Fantastic Beasts and Where to Find Them

The most striking thing about Fantastic Beasts and Where to Find Them is that it’s a “wizarding world of Harry Potter” story that isn’t centered on children. It’s about adults and how adults have the ability to create an environment in which children can thrive or one in which they wither. That tension ran through the background of the Harry Potter stories, but in this prequel film—the first of five scheduled to be released every other year through 2022—it’s foregrounded. Fantastic Beasts and Where to Find Them is a movie for the now-adults who grew up reading the Harry Potter stories as children.

Set in the 1920s in New York City, the movie follows Newt Scamander as he accidentally releases and then catches a briefcase full of magical beasts. He’s joined by an ex-auror, her sister, and a portly, would-be baker “no-maj” (American for “muggle”) on his search. Their hunt gets them involved in the investigation of a series of strange explosions that have been puzzling both muggle and wizard alike. I don’t want to give away too much of the plot – that air of mystery and discovery has always been one of Rowling’s stories’ chief delights. She wrote this movie, and its atmosphere is what we Potterheads expect and love.

Eddie Redmayne plays Newt Scamander as the kind of person who has been socially-awkward his whole life. My wife, an elementary school teacher, noted the way he avoids eye contact and shuffles around as if he’s in a world of his own. It reminded her of some of her students with special needs. When he retreats into his magical animal carrying case, among his beloved beasts, he comes alive though. Newt struck us as a man who has learned to function at a high level despite his social limitations, and this learned-coping is a result of the care offered him by a few individuals during his childhood years, Albus Dumbledore among them. This character history is implied throughout the movie, and though Newt isn’t supposed to be the central character in the future films in this series, I look forward to learning more about how an eccentric person like Newt was loved into living a full life.

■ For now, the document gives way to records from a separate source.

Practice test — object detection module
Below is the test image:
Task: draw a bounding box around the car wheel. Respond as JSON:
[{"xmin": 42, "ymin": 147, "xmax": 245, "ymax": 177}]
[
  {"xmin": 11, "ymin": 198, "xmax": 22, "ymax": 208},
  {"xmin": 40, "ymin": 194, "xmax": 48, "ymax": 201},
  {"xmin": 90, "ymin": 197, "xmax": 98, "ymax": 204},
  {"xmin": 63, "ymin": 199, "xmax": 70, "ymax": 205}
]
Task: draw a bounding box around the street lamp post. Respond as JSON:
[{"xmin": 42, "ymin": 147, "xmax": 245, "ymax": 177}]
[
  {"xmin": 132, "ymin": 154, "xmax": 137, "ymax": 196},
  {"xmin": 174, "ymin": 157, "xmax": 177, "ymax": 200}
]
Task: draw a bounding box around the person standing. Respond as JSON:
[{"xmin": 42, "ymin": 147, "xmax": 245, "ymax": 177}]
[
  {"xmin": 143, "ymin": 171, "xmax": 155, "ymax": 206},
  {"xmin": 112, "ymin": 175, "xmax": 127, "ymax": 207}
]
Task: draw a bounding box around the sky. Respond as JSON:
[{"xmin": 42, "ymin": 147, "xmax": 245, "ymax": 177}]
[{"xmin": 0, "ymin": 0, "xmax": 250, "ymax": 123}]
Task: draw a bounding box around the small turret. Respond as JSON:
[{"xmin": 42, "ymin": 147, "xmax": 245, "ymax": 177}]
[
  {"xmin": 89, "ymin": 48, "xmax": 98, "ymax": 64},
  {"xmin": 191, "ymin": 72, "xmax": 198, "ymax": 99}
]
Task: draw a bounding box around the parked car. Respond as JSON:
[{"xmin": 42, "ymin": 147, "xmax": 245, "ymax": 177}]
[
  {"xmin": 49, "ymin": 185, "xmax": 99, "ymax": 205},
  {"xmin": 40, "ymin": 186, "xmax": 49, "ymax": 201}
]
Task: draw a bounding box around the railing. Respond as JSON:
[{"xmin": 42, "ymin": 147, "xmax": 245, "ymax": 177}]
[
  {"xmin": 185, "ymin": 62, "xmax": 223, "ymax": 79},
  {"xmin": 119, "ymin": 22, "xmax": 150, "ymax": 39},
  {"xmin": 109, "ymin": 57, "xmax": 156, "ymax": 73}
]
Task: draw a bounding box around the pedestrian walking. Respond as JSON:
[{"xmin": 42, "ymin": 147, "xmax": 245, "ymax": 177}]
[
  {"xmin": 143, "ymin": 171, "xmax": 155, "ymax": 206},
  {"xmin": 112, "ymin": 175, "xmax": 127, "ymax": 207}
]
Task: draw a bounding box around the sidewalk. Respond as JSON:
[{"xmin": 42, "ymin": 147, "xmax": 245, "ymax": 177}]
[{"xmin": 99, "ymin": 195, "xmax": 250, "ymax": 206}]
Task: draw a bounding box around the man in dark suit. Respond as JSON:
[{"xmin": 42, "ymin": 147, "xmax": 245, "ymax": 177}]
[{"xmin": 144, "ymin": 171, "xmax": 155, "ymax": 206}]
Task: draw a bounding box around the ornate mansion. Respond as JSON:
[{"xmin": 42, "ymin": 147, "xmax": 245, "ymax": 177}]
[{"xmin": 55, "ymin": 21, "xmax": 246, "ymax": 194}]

Newt’s character is juxtaposed with another group of characters in Fantastic Beasts and Where to Find Them – children who have been adopted by a religious zealot named Mary Lou Barebone. Mary Lou is trying to start a “Second Salem” movement to rid America of witches and wizards. She also abuses the children under her authority, forcing any of them with magical abilities to repress that side of themselves. Newt exhibits special concern for kids like this.

Rowling’s stories have always exhibited special concern for outcasts and oddballs. In her books, I love her descriptions of the members of the Order of the Phoenix when they show up at the train station to pick up and drop off their kids each year. Rowling’s heroes are a rag-tag bunch. If you saw them on the street, you’d probably avoid eye contact or try to cross to the other side. In contrast, Rowling’s villains always display an undue preference for refinement and respectability. They’re all image and posture. England isn’t a particularly religious place, so I suppose there wasn’t reason to add holier-than-thou sanctimony to the mix of inauthentic posturing that make up her rogue gallery in the books and films based on them. America is religious, and that religious impulse has often been used to suppress persons deemed “different,” so it fits in Fantastic Beasts.

It’s also an indicator of the care with which this new “Wizarding World” story has been written. This isn’t merely a cash-grab. Thought has been given to how America would respond to witches and wizards and how the wizards and witches would respond in return. It’s true world expansion, not a mere rehash, and I can’t wait to see where they take us next.